CMN derruba veto a Projeto que combate a pedofilia


Em sessão ordinária, nesta quinta-feira (10), a Câmara Municipal de Natal, derrubou o veto integral, do Chefe do Executivo Municipal, ao Projeto de Lei nº 94/2014, de autoria da vereadora Júlia Arruda (PDT). A matéria dispõe sobre a exibição de filme publicitário de advertência contra a pedofilia, ao abuso e exploração sexual de crianças e adolescentes antes das sessões nos cinemas de Natal.
 “Os vereadores entenderam a importância e a necessidade desse Projeto que visa alertar a população em relação aos crimes de pedofilia.  O cidadão vai ter informações sobre os órgãos de proteção à criança e ao adolescente, quando for assistir um filme, para denunciar abusos e exploração sexual”, afirmou a vereadora Júlia Arruda.
A parlamentar destacou a aprovação do Projeto na semana que antecede o dia Nacional de Combate ao Abuso e à Exploração de Crianças e Adolescentes. “O Rio Grande do Norte vem figurando como um dos estados que mais comete crimes contra crianças e adolescentes, portanto foi uma grande conquista, às vésperas do dia 18 de maio, que é o dia Nacional de Combate ao Abuso e à Exploração de Crianças e Adolescentes e esperamos a sensibilidade do Poder Executivo para a implementação o mais breve possível da matéria”, Júlia.
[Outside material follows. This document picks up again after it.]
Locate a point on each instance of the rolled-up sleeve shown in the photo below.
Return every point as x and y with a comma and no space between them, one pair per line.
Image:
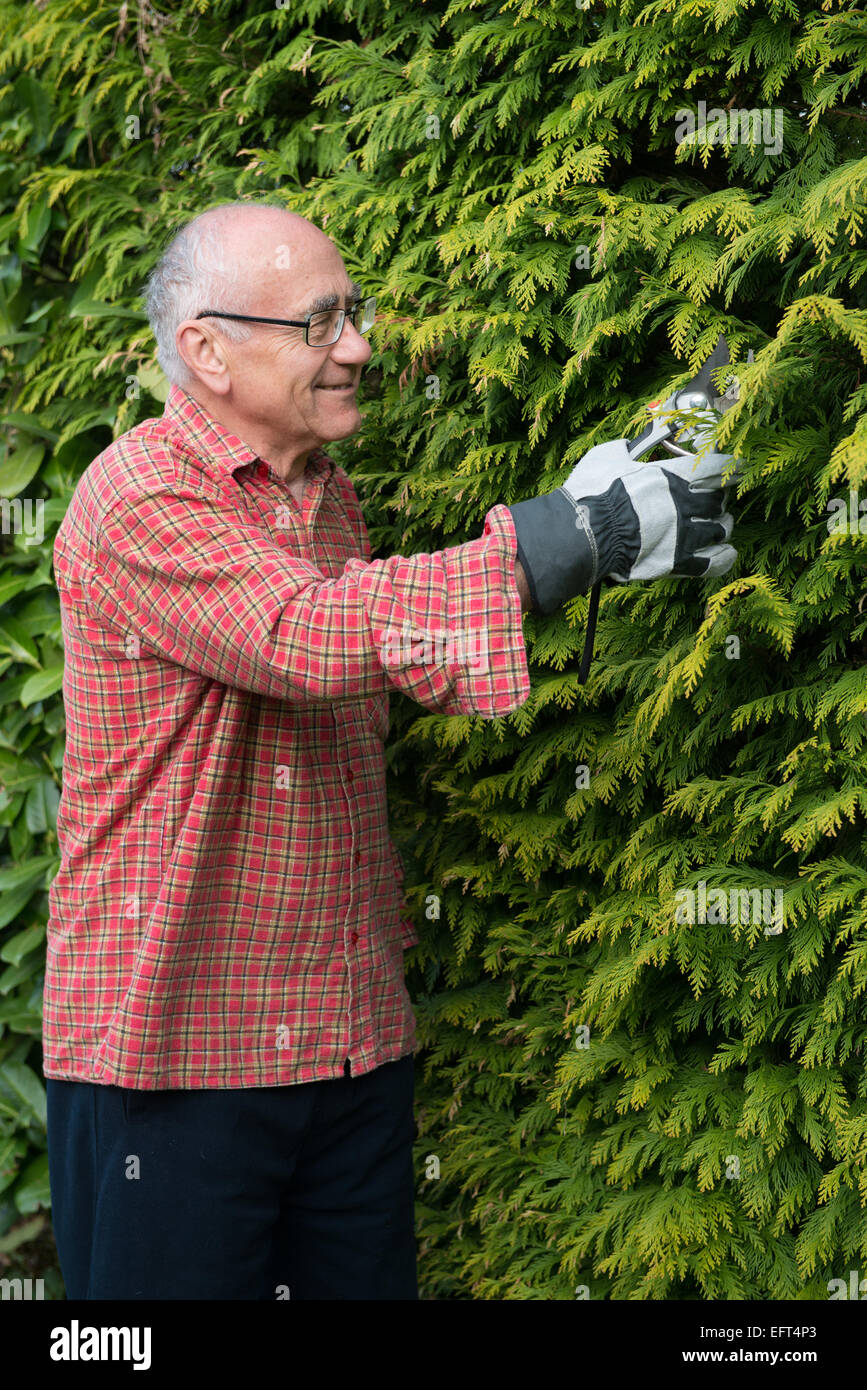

Outro veto analisado foi o do Projeto nº 55/2017, do vereador Franklin Capistrano (PSB), que trata sobre a obrigatoriedade de as empresas de transporte coletivo municipal realizarem campanhas educativas colocando avisos sobre questões de segurança no uso de telefone celulare dentro de ônibus. Mesmo com 13 votos a favor do Projeto, o veto foi mantido por não obter maioria absoluta. “Não é uma matéria inconstitucional, é um simples aviso alertando o cidadão que faz uso do transporte público ao manusear o telefone celular dentro do ônibus. Infelizmente não tivemos votos suficientes para derrubar o veto do Executivo e, consequentemente, aprovar um Projeto tão simples”, explicou Franklin Capistrano.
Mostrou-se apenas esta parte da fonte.